Stiles pulled Mitch out of his mind just as swiftly as he had dredged up those awful imaginings he kept locked away, only to be examined in the dead of night. Mitch realized he was staring too long at Stiles’ lips when he saw them curve into a small, secretive smile. A rare thing.
“My dreams are nightmares,” Stiles said, possible—probably—for the second or third time. “They’re filled with monstrous creatures. They haunt me.” As he spoke Stiles approached, gliding over the floor, until they were almost chest to chest. Only the pedestal crowned with the crude statuette stood between them, little enough distance that Mitch could feel Stiles’ breath ghost against his jaw, second after it left his lungs. Strangely cold. Maybe he should have put the desk between them after all. “Your uncle was very interested in my dreams. He has me tell him about each one, recording them into his little wax cylinders, taking his notes. My draws as well, and my sculptures. Are you interested in them, too, doctor?”
“Yes,” Mitch breathed.
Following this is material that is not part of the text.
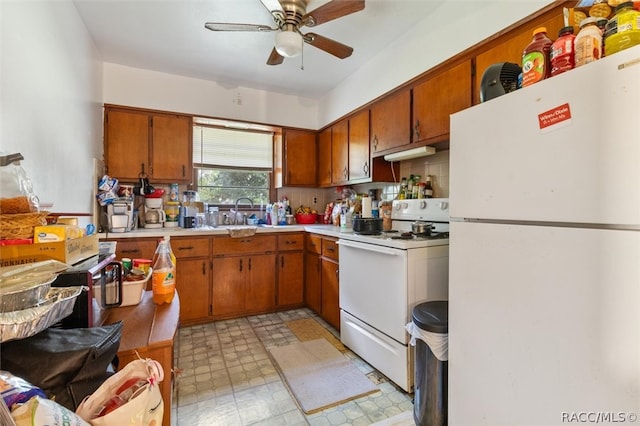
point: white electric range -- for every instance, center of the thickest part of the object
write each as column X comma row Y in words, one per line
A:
column 382, row 278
There was nothing else for him to say. Anything else would stop Stiles from speaking to him, break this strangely intimate moment between them.
“Maybe I’ll tell you of them, then. Mr. Hurley always wanted to hear about them straight away. While they were fresh in my mind, he said. He even let me stay here for a time, while he conducted his research, holding vigil outside my bedroom at night.” Stiles leaned in a little closer and looked up through his long eyelashes, moistened his lips with his tongue. “Truth be told, I think he would watch me as I slept. Only to note down anything I said, of course. Things I wouldn’t remember come morning. I think that’s would he would have said if I ever caught him.”
“If you thought he was watching you, why did you let him?”
“I liked it,” Stiles said simply. Mischief sparked in his golden eyes, at offs with his deceptive, innocent demeanor. “Knowing he was watching over me made me feel safe. I haven’t been able to sleep since he died; I still feel like something is watching me. Do you think you could help me, doctor?”
Mitch stumbled over nothing. Mistakenly, he tried to catch himself on the thin pedestal and instead overbalanced it. Stiles sculpture crashed onto the ground and broke; too blunt and heavy to shatter, although the delicate, wispy pieces on the edges splintered away. Thich crevasses cleaved apart the heavy core.
“Shit, I’m sorry.” Mitch leant down to pick up the pieces, but the damage was done.
“it’s alright.” Stiles tilted his head consideringly. “Looks better this way. More right.” Stiles left without another word, leaving Mitch to stare after him in bewilderment.
“What the hell was that?” Mitch asked the now-empty room. He picked up the largest pieces of the statuette and tried to fit them together again, to see if they could be salvaged. Mitch couldn’t figure out how to align the pieces. Somehow, the hardened clay was distinctly twisted into a new shape, no longer fitting against itself.
Mitch resolved to throw it away and think of it no more.